The procedure involves blocking the abnormal blood flow to the rectal (hemorrhoidal) arteries using microcoils and/or microparticles to decrease the size of the hemorrhoids and improve hemorrhoid related symptoms, especially bleeding. It is a minimally invasive therapy that can be performed as an outpatient procedure.

== Procedure ==
HAE begins when a catheter is inserted into the femoral or radial artery through a small incision. The catheter is then carefully navigated through the arterial system with x-ray guidance until it reaches the branches of the superior rectal artery that supply blood to the hemorrhoidal plexus. Once in position, microparticles and/or microcoils are injected through the catheter to block these arteries, thereby reducing the blood supply to the hemorrhoids. This causes the hemorrhoidal tissue to shrink over time, alleviating symptoms such as pain, bleeding, and swelling. Post-procedure, patients are monitored for a brief period to ensure stability before being discharged with instructions for managing any minor discomfort or symptoms that may occur during the recovery period.

== Benefits ==
HAE offers several benefits as a minimally invasive treatment for symptomatic hemorrhoids.

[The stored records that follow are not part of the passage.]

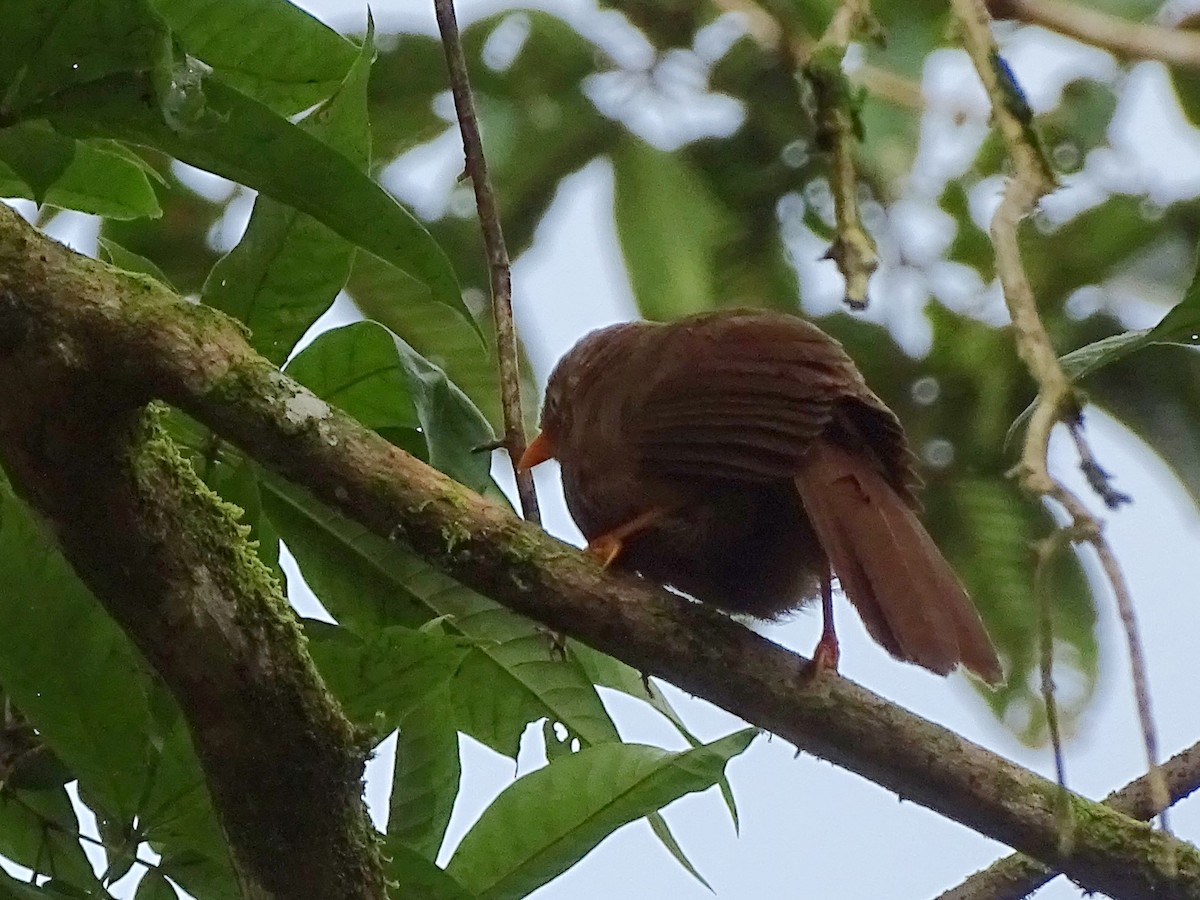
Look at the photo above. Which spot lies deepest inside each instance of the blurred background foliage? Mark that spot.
(711, 216)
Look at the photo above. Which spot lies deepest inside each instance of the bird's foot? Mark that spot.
(825, 655)
(604, 550)
(557, 642)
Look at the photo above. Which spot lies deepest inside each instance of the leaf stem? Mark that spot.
(1057, 399)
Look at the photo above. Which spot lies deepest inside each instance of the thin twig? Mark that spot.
(1131, 40)
(1098, 478)
(838, 130)
(1057, 400)
(54, 295)
(498, 267)
(837, 120)
(1017, 875)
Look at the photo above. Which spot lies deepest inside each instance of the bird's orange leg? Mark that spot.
(609, 545)
(825, 654)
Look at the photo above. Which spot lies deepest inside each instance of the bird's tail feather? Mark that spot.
(904, 589)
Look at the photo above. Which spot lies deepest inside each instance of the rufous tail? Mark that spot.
(904, 589)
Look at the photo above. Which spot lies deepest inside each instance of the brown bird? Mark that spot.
(739, 456)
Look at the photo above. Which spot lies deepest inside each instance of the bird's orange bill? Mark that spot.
(540, 449)
(606, 547)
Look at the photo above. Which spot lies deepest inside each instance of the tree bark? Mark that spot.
(136, 340)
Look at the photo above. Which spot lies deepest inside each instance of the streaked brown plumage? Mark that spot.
(737, 456)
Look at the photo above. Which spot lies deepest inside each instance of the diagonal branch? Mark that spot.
(1129, 40)
(172, 565)
(135, 339)
(1018, 876)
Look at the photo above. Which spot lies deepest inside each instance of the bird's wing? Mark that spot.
(741, 399)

Firstly, HAE effectively reduces blood flow to the hemorrhoidal tissue, leading to significant shrinkage and resolution of symptoms such as pain, bleeding, and prolapse. This approach has been shown to provide long-lasting relief comparable to surgical methods but with potentially lower complication rates and faster recovery times. Additionally, HAE is associated with minimal post-procedural pain and allows for quicker return to daily activities, making it an attractive option for patients seeking less invasive treatment options. Moreover, its safety profile and efficacy have been supported by clinical trials, demonstrating its potential as a preferred alternative for managing hemorrhoidal disease. HAE is very effective at stopping bleeding related symptom with success rate of approximately 90%.

==Post-procedural care==

Following hemorrhoidal artery embolization, patients are generally monitored both during their hospital stay and after discharge. The interventional radiologist and medical team may conduct regular follow-ups, often through scheduled phone calls or check-ins, to evaluate recovery and ensure the patient is returning to normal health. This ongoing care is intended to promote a safe and effective recovery process.
== Potential adverse events ==
The incidence of adverse events with HAE is very low. Rare arterial access site complications may occur. Although minor anal discomfort can occur in a minority of patients, there have been no reports of anorectal complications when embolization is performed primarily with microcoils. Overall, the frequency and severity of any potential adverse events are significantly lower in HAE compared to surgery or transanal procedures.

== Future prospects ==

Hemorrhoidal artery embolization is considered a minimally invasive and relatively painless technique, often performed on an outpatient basis due to the absence of direct anorectal trauma. It may also be a suitable option for patients unwilling or unable to undergo surgery. Further validation is currently being conducted to confirm its long-term effectiveness and safety.